レオパルドはブルーロと共に、人気のないザムセンの港を歩きながら話した。


「大尉、最近の件、どう思う?」

「最近ですか?どちらの件でしょうかね?」

「ああ。君の学生の事ではない。最近のガルディシアを取り巻く状況の事だ。」

「ガルディシアですか。ニッポンという存在、連射可能な銃。姿を見せない反ガルディシア組織、膨張の機会を失ったガルディシア、発展を続けるエウルレン、話題には事欠かないですな。」

「うむ。今迄我々ガルディシアは外にばかり目を向けていた。とにかく膨張する為に。だが、一旦ここで国内基盤を固めないと周辺諸国に良い様にされてしまう。しかも、我々はそれを解決する為の戦争という手段が取れない可能性が高い。」

「ニッポンですか。海だけかと思ったら陸もアレでしたからね。」

「そうだ。あの厄介な国は我々の牙を折り、人道だの平和だののお題目をまさか真面目に要求した挙句に、その意にそぐわないと真逆の正に力でそれを押し通してくる。」

「正直、第二軍が壊滅するとは思いもしませんでしたね。」

「そうだな…。これは未だ関係部署にしか情報が流れていないんだが…以前、ニッポンから中国人を名乗る連中が亡命してきたのだが、彼らはニッポンと同等の銃器が製造可能だ、という触れ込みでね。」

「ニッポンと同等の銃器?あの連射銃ですか?」

「そうだ。そういって陛下に取り入ったのだが結局彼らは作れずに帝都から追い出されたのだ。だが、帝都から追い出された彼らはエウレルンで工場を作り上げ、そして銃の量産に入った様だ。」

「銃の量産……あの連射銃を量産…危険な香りがしてきましたね。」

「その香りは火薬の香りだろう。先日、レティシア隊が演習中の爆発事故で大半が死んだ。だが、これは公的な発表であり真実は違う。その中国人が一人で山に立て籠もり、それを包囲したレティシアの隊が一人相手にほぼ全滅したのだ。」

「そうでしたか。何かおかしな発表だなとは思っていましたが。」


ブルーロ大尉はこの辺りで薄々察していた。

要するにブルーロ大尉の選抜する人員で、銃の行方を捜索しろという事だろう。教育機関用には別途人を当てがった上で、そういった任務に特化したお前等の出番だ、という訳だ。そしてレオパルドは話を続けた。
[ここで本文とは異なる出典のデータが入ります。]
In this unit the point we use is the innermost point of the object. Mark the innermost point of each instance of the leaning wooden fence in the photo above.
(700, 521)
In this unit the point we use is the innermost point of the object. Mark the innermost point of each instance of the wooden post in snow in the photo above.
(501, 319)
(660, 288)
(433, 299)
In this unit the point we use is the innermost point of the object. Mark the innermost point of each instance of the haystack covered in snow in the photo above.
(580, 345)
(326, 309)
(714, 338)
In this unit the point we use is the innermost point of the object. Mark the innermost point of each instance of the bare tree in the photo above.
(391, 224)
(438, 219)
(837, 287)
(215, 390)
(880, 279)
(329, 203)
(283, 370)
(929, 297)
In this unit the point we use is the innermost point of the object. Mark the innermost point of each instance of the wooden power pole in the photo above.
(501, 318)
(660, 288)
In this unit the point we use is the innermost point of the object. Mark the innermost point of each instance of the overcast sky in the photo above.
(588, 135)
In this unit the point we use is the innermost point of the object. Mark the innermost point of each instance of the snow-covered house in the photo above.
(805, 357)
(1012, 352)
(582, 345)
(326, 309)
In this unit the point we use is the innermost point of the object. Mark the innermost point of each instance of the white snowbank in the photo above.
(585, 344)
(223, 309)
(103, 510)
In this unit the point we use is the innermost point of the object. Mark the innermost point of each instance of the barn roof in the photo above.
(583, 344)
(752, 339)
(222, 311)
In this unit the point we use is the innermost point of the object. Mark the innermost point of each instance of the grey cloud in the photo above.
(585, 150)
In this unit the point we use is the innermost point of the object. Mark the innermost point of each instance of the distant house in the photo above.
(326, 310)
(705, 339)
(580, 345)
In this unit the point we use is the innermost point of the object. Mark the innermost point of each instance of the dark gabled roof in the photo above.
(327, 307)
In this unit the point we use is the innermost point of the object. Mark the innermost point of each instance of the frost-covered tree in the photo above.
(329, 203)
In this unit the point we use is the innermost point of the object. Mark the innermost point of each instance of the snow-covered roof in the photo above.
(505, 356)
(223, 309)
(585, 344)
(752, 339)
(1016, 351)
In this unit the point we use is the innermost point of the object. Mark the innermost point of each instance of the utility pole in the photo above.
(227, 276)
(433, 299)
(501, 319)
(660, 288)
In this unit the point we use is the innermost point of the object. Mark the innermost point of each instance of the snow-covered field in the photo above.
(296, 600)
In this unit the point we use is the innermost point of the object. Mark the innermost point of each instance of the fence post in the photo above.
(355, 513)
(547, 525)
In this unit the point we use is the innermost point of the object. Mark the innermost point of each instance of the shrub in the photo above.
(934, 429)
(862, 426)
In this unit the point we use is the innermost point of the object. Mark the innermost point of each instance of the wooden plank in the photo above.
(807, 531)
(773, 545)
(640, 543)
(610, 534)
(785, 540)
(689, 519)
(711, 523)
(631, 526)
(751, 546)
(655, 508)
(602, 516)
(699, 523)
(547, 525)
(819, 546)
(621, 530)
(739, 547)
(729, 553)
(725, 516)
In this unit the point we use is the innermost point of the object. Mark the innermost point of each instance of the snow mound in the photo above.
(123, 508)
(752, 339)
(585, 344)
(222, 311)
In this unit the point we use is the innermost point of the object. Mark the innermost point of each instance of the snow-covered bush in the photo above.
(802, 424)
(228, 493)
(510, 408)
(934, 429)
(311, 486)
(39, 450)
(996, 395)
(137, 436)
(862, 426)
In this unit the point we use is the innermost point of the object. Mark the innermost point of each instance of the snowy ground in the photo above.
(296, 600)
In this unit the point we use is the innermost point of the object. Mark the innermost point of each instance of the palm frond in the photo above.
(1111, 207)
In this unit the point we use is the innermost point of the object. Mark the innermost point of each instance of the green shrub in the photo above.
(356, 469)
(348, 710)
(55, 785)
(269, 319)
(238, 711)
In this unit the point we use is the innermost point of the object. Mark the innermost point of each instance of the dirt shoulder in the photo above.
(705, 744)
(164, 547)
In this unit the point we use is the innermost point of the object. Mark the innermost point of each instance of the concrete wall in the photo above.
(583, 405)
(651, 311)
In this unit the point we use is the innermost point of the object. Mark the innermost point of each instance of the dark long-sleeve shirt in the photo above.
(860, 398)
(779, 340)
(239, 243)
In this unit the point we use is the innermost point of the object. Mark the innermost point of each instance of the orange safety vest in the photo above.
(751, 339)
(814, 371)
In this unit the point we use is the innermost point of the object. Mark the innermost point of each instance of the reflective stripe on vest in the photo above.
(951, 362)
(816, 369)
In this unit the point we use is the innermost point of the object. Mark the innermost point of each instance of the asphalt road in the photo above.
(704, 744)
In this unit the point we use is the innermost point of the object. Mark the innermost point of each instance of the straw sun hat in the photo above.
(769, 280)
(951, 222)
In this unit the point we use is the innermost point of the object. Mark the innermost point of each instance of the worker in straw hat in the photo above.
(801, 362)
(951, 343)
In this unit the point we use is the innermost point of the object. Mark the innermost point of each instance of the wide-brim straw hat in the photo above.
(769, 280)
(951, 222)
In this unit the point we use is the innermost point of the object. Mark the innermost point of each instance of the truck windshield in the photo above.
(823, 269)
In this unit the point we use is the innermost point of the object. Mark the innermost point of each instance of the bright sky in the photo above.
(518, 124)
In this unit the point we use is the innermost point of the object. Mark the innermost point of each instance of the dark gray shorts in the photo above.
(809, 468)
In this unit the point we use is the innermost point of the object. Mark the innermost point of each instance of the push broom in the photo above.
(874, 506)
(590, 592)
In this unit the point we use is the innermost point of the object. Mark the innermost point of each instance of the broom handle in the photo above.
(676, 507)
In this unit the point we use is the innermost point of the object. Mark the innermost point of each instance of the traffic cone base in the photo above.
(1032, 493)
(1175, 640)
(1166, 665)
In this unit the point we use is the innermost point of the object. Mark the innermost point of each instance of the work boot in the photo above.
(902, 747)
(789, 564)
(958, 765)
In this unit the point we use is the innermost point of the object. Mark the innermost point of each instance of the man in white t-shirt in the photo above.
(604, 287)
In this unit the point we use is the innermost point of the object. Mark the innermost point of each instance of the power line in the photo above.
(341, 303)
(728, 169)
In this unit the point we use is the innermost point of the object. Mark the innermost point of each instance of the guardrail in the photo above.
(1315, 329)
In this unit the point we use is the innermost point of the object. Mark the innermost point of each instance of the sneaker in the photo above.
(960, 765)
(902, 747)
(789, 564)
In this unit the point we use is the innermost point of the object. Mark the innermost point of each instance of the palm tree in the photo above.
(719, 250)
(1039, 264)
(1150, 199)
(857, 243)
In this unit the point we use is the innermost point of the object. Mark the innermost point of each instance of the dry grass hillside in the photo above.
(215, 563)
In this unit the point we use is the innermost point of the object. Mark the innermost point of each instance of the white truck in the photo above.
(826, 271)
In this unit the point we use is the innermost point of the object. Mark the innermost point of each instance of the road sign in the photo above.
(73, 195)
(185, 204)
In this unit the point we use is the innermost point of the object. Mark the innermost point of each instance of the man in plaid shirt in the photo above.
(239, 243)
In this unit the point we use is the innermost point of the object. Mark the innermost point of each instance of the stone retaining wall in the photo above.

「それほど危険な奴だった。そして奴が消えた事により銃の製造に関する足取りは消えて無くなった。だが、先日エウルレン北の検問所で連射銃が100丁新品の状態で見つかった。」

「…それは製造工場は未だどこかで稼働しているという事ですか?それともどこかで作った奴の在庫品ですか?」

「それも含めてブルーロ大尉。君に潜入捜査を頼みたい。君の立場は一時的に第3局となり、この連射銃の行く先、流通経路、仕入れを調査して貰いたいのだ。勿論君一人では無い。必要な人員はどこの部署から融通して良いし人選は任せる。例えば、旧ブルーロ特殊作戦団を再結成するのも可能だ。どうする?」

「局長、断る訳が無いじゃないですか。喜んでやらせて貰いますよ。」

「頼もしいな。後で追って正式な辞令を送る。それと人選は早めに教えて欲しい。それと当該作戦にあたり、もしまだ秘密工場があった場合は別途指示がある。ここは陛下の命令となる。」

「分かりました。すぐに取り掛かります。」

「宜しく頼むぞ大尉。どうせならこの後、一杯付き合わんか?」

「局長のお支払いなら。」


レオポルドはにやりと笑って港の一画を離れ、居酒屋に入っていった。